Ridge Regression Evaluation:
Mean Absolute Error: 18706.82
Root Mean Squared Error: 29411.47


#### Lasso regression

In [None]:
from sklearn.linear_model import Lasso

lasso_optimal = Lasso(alpha=100)
lasso_optimal.fit(X_train_preprocessed, y_train)

In [None]:
y_pred_test_lasso = lasso_optimal.predict(X_tes_preprocessed)
mae_test_lasso = mean_absolute_error(y_tes, y_pred_test_lasso)
rmse_test_lasso = np.sqrt(mean_squared_error(y_tes, y_pred_test_lasso))

print("Lasso Regression Evaluation:")
print(f"Mean Absolute Error: {mae_test_lasso:.2f}")
print(f"Root Mean Squared Error: {rmse_test_lasso:.2f}")

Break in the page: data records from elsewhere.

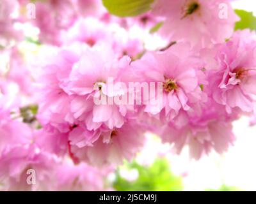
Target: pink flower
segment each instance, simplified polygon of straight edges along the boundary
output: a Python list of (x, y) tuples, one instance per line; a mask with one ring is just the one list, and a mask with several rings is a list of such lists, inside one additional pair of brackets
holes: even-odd
[(236, 119), (235, 115), (227, 115), (223, 109), (209, 103), (201, 116), (188, 117), (186, 125), (178, 127), (170, 122), (158, 133), (164, 142), (174, 144), (177, 154), (186, 145), (191, 157), (196, 159), (212, 150), (222, 154), (235, 140), (231, 122)]
[(158, 0), (153, 13), (166, 18), (164, 35), (199, 47), (223, 42), (239, 20), (229, 0)]
[[(74, 51), (76, 49), (77, 51)], [(79, 59), (80, 46), (70, 46), (69, 49), (58, 50), (52, 59), (47, 59), (49, 65), (42, 68), (36, 78), (39, 103), (38, 119), (49, 130), (57, 129), (61, 133), (70, 131), (74, 118), (70, 113), (72, 96), (64, 90), (72, 66)]]
[(0, 108), (0, 154), (4, 148), (29, 142), (31, 134), (27, 124), (12, 119), (10, 111)]
[(78, 41), (93, 47), (104, 40), (110, 40), (106, 25), (98, 18), (88, 17), (79, 18), (72, 27), (61, 34), (63, 44), (70, 44)]
[(114, 84), (127, 82), (129, 62), (128, 57), (118, 60), (108, 46), (99, 45), (83, 51), (72, 68), (66, 88), (72, 98), (70, 111), (76, 121), (85, 123), (89, 130), (100, 126), (122, 127), (129, 107), (108, 103), (96, 105), (94, 99), (105, 96), (106, 101), (109, 101), (115, 96), (126, 94), (127, 90), (122, 87), (113, 91), (108, 87), (109, 78)]
[(131, 160), (142, 147), (144, 136), (136, 121), (129, 121), (120, 128), (97, 133), (79, 127), (69, 138), (71, 150), (79, 159), (102, 166)]
[[(49, 191), (54, 186), (51, 171), (56, 164), (52, 154), (33, 144), (13, 145), (0, 154), (0, 180), (7, 191)], [(28, 183), (31, 170), (35, 172), (35, 185)]]
[(100, 170), (85, 163), (66, 163), (56, 170), (56, 191), (106, 191), (107, 170)]
[(201, 105), (207, 99), (202, 91), (207, 82), (202, 71), (204, 65), (192, 52), (188, 44), (178, 43), (165, 52), (146, 54), (132, 63), (141, 81), (163, 83), (163, 106), (158, 103), (147, 105), (145, 112), (161, 113), (167, 120), (182, 110), (200, 112)]
[(216, 45), (210, 52), (215, 59), (209, 64), (209, 67), (214, 66), (209, 71), (212, 98), (224, 105), (228, 113), (236, 108), (246, 112), (253, 111), (256, 94), (256, 41), (253, 34), (248, 30), (237, 31), (228, 41)]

# We find the RMSE is 25342.43

Lasso Regression Evaluation:
Mean Absolute Error: 16675.14
Root Mean Squared Error: 25342.43


In [None]:
# After retrained Redge and Lasso regression, I find that under optimal alpha, new models can not provide me better
# prediction result with larger RMSE, probabily occuring overfitting in optimal regression,
# so I decided to use the original model again.

## Predict Sale Price

### Use Lasso regression to predict

In [None]:
# We choose Lasso regression to do prediction, because lasso model has smallest RMSE in previous eveluation

# Upload data
prediction_data = pd.read_csv("prediction.csv")

In [None]:
# Solve "Id" change "Id" to "ID"
y = training_data['SalePrice']
X = training_data.drop('SalePrice', axis=1)
# Rename "id" to "ID" in prediction data.
prediction_data = prediction_data.rename(columns={"Id": "ID"})

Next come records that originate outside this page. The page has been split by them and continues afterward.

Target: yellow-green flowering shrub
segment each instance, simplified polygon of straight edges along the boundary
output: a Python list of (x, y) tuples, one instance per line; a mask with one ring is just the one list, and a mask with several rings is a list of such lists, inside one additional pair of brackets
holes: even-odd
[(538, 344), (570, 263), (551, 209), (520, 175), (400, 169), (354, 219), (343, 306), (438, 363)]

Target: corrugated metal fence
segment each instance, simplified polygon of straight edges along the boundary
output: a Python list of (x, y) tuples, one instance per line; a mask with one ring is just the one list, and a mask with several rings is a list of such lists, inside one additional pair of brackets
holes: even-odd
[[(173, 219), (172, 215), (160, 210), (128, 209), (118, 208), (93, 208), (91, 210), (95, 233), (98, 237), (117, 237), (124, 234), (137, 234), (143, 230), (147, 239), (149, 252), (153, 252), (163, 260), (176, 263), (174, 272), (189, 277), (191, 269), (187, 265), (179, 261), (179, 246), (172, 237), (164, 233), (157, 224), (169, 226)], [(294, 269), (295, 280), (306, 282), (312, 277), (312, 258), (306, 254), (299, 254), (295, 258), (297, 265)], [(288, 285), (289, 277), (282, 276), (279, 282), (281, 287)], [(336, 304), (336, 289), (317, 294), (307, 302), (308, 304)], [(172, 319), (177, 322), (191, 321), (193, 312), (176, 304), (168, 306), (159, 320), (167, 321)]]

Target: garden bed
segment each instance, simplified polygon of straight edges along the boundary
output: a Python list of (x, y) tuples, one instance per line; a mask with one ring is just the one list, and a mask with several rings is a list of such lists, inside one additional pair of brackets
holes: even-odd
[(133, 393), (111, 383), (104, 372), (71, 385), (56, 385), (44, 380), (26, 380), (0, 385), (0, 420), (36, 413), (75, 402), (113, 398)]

NameError: name 'training_data' is not defined

In [None]:
from sklearn.pipeline import Pipeline
from sklearn.impute import SimpleImputer
from sklearn.preprocessing import OneHotEncoder, StandardScaler
from sklearn.compose import ColumnTransformer
from sklearn.linear_model import Lasso

# Identify numerical and categorical columns
numerical_cols = [cname for cname in X.columns if X[cname].dtype in ['int64', 'float64']]
categorical_cols = [cname for cname in X.columns if X[cname].dtype == "object"]

# Preprocessing pipeline
numerical_transformer = Pipeline(steps=[('imputer', SimpleImputer(strategy='mean')), ('scaler', StandardScaler())])
categorical_transformer = Pipeline(steps=[('imputer', SimpleImputer(strategy='most_frequent')), ('onehot', OneHotEncoder(handle_unknown='ignore'))])
# preprocess prediction data as the
preprocessor = ColumnTransformer(transformers=[('num', numerical_transformer, numerical_cols), ('cat', categorical_transformer, categorical_cols)])
# Continue train prediction lasso using alpha 100.（trick thing is whatever alpha I changed, the result is unchanged, so i continue use alpha is "100"）
lasso_model = Lasso()
# Define and fit the pipeline
pipeline = Pipeline(steps=[('preprocessor', preprocessor), ('model', lasso_model)])

# Train the Lasso model
pipeline.fit(X, y)

### Prediction

In [None]:
# Predict on the prediction dataset
predicted_saleprice = pipeline.predict(prediction_data)

In [None]:
# Create submission file
sample_submission = pd.read_csv("sample_submission.csv")
sample_submission['SalePrice'] = predicted_saleprice
sample_submission.to_csv("Prediction SalePrice.csv", index=False)

#### Finally, we can get the Prediction SalePrice.csv to show our predicted SalePrice on ID from 1219 to 1300.